Rolex Rolex Polityka Obserwuj notkę 6

     Wbrew tym z komentatorów, którzy wczorajsze spotkanie na UW uważają za marginalne; w ślad za najpłodniejszym z płodnych blogerów uważam je za ważne dla przyszłości polskiej sceny politycznej. Różnił się będę w ocenie motywów, jakie przyświecały bankietowi i odczytom. Apel do polskiej opinii publicznej można sobie spokojnie zignorować. Już skromność podpisanych pod apelem skłania ku takiej reakcji. Bo czemuż (ach, czemuż) do polskiej tylko? "Do europejskiej" brzmiałoby lepiej. A dlaczego nie do "opinii globu"?

     Wezwania do ochrony demokracji i zachowania standardów włóżmy między bajki, bo najpierw musielibyśmy ustalić treść owych "europejskich standardów", a właściwie sposób, w jaki standardy te pojmują jaśnie podpisani. Z treści apelu wynika, że do niedawna standardy były przestrzegane, a teraz nie.
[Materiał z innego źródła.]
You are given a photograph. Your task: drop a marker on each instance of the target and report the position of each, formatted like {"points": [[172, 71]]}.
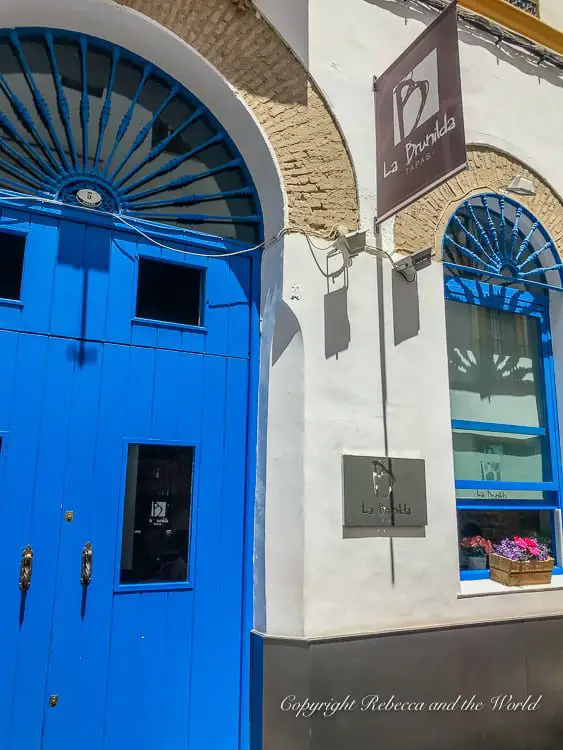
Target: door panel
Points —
{"points": [[132, 665], [79, 281], [36, 418]]}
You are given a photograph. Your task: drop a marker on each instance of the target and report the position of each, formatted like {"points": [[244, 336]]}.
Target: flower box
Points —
{"points": [[517, 573]]}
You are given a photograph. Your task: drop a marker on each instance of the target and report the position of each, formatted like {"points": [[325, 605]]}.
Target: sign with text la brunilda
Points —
{"points": [[419, 117]]}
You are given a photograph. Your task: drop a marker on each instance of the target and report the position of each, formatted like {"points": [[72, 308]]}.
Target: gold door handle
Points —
{"points": [[26, 568], [86, 566]]}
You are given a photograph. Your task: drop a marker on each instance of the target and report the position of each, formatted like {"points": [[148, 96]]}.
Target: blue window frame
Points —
{"points": [[502, 382]]}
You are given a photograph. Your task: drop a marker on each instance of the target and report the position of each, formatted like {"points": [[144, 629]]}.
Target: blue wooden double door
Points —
{"points": [[122, 492]]}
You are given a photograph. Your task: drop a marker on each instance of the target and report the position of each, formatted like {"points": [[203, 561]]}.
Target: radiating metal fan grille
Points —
{"points": [[77, 113], [493, 238]]}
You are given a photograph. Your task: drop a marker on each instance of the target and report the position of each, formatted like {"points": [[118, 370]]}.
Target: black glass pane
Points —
{"points": [[169, 292], [156, 520], [12, 249]]}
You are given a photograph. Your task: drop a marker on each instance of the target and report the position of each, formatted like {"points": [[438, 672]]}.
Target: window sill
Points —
{"points": [[486, 587], [168, 324]]}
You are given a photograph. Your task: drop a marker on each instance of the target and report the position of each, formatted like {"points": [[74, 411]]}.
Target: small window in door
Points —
{"points": [[157, 514], [12, 249], [169, 292]]}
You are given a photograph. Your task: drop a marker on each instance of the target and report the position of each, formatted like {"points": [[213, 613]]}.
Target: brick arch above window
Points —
{"points": [[316, 167], [424, 222]]}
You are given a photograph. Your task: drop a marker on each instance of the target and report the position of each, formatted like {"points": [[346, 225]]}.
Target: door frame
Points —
{"points": [[202, 244]]}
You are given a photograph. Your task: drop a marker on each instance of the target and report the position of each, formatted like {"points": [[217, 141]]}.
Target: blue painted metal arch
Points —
{"points": [[493, 238], [79, 113]]}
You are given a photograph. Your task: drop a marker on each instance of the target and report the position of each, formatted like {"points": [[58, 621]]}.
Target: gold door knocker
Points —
{"points": [[26, 567], [86, 567]]}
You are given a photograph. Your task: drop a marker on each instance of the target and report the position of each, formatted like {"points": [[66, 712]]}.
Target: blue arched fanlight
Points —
{"points": [[493, 238], [89, 123]]}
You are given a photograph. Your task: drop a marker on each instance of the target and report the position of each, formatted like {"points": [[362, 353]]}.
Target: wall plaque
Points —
{"points": [[381, 491]]}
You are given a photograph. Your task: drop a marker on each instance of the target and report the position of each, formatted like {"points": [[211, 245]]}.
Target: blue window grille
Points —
{"points": [[499, 258], [78, 114]]}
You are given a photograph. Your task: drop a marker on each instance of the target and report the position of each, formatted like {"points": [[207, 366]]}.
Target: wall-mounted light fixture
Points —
{"points": [[409, 267]]}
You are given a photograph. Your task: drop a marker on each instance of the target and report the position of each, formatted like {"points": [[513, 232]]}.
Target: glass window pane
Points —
{"points": [[502, 495], [495, 525], [169, 292], [156, 521], [499, 457], [494, 365], [12, 249]]}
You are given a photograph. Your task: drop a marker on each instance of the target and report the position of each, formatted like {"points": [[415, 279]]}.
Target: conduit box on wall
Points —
{"points": [[383, 491]]}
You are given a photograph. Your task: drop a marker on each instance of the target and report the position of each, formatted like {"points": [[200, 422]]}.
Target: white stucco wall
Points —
{"points": [[551, 11], [361, 582]]}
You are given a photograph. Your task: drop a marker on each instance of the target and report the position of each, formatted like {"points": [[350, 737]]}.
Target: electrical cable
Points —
{"points": [[261, 246]]}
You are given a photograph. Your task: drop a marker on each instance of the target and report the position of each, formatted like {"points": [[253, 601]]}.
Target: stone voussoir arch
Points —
{"points": [[315, 164], [489, 170]]}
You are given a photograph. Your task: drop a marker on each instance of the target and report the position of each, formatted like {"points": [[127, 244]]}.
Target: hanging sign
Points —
{"points": [[419, 118]]}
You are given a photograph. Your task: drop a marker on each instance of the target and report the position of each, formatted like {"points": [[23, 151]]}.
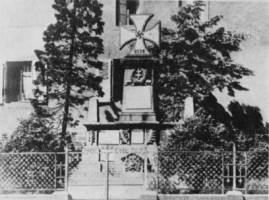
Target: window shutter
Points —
{"points": [[105, 73]]}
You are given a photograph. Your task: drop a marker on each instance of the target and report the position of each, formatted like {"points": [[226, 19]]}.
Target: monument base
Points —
{"points": [[138, 117]]}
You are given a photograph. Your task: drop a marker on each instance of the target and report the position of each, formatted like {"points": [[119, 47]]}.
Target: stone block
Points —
{"points": [[234, 195]]}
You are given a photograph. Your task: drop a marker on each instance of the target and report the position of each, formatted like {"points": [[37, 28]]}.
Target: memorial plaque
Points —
{"points": [[137, 136], [109, 137], [138, 98]]}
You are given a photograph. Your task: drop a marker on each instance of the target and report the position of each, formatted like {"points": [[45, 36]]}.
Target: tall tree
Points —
{"points": [[72, 46], [196, 60]]}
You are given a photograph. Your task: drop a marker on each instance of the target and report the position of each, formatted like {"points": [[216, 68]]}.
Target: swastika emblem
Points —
{"points": [[140, 35]]}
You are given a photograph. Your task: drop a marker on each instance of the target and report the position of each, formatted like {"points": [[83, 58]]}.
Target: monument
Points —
{"points": [[121, 145]]}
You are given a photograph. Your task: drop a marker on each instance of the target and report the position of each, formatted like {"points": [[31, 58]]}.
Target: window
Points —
{"points": [[19, 81], [124, 8]]}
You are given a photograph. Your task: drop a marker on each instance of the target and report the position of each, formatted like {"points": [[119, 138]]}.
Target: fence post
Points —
{"points": [[145, 168], [234, 167], [222, 159], [246, 171], [106, 175], [66, 169]]}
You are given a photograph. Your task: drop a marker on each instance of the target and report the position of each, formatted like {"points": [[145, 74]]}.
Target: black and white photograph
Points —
{"points": [[134, 100]]}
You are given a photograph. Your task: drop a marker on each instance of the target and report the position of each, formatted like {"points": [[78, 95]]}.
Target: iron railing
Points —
{"points": [[164, 172]]}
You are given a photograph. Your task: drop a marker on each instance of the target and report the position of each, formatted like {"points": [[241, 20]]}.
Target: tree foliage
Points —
{"points": [[196, 60], [34, 134], [70, 56], [215, 129]]}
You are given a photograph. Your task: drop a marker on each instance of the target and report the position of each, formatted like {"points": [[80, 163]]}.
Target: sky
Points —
{"points": [[22, 23]]}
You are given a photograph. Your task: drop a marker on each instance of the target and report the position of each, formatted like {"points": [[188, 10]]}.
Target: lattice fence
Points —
{"points": [[213, 172], [31, 171], [165, 172]]}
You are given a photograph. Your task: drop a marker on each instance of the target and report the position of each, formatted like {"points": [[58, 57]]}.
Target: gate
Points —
{"points": [[113, 171]]}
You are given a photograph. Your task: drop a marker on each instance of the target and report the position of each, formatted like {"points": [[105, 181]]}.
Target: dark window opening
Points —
{"points": [[125, 8], [18, 81]]}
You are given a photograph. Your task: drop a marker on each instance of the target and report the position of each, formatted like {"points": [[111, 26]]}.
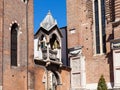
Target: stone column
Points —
{"points": [[83, 72]]}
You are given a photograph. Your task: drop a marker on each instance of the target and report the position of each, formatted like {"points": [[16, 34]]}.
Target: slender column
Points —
{"points": [[83, 73]]}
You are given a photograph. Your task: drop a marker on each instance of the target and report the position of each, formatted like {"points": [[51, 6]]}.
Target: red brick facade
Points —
{"points": [[77, 18]]}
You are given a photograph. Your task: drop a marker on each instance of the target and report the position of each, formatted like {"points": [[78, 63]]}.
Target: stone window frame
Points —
{"points": [[18, 42]]}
Z tekstu jedna rzecz szczególnie szczerzy i napawa lękiem, jak to: "umacnianie aparatu represji".

    Państwo w większości zamieszkujecie nad Wisłą więc uprzejmie proszę o przyznanie się: czy odczuwacie owe pełzające umacnianie się; czy ilość przeszukań i rewizji w waszych domach wzrasta, czy maleje, czy też może nie zmienia się?

    Alem jak najdalszy od zarzucenia sygnatariuszom apelu kłamstwa, manipulacji i uprawiania propagandy, bo z ich - ja tylko uważam, że ekskluzywnego - punktu widzenia umacnianie daje się odczuć. Odczuł umacnianie najbliższy kolega prez. Wałęsy - Mieczysław, którego siepacze wsadzają i wyjmują z pudełka, jakby był lalką szmacianką. A przecież chłop musi jeździć na różne "drugie Budapeszty" i pikiety w obronie drobnych pijaczków. No nie uchodzi. Umacnianie odczuwa boleśnie prez. Kwaśniewski, któremu przyjaciele znikają jak sen złoty po drugiej stronie muru; a nie dość tego - jedną koleżankę już zamordowali.

    Ograniczenia wolności słowa też daje się odczuć, bo jak to jest, że każdy wypierdek, za przeproszeniem, może sobie jeździć po ikonach demokracji i mu to drukują? Albo puszczają w necie? Za sojuszu jednej Gazety i jednej partii tak nie było i słusznie, bo jak mawiał jeden z twórców demokracji: "Demokracja nie na tym polega, żeby rządził motłoch z przedmieść".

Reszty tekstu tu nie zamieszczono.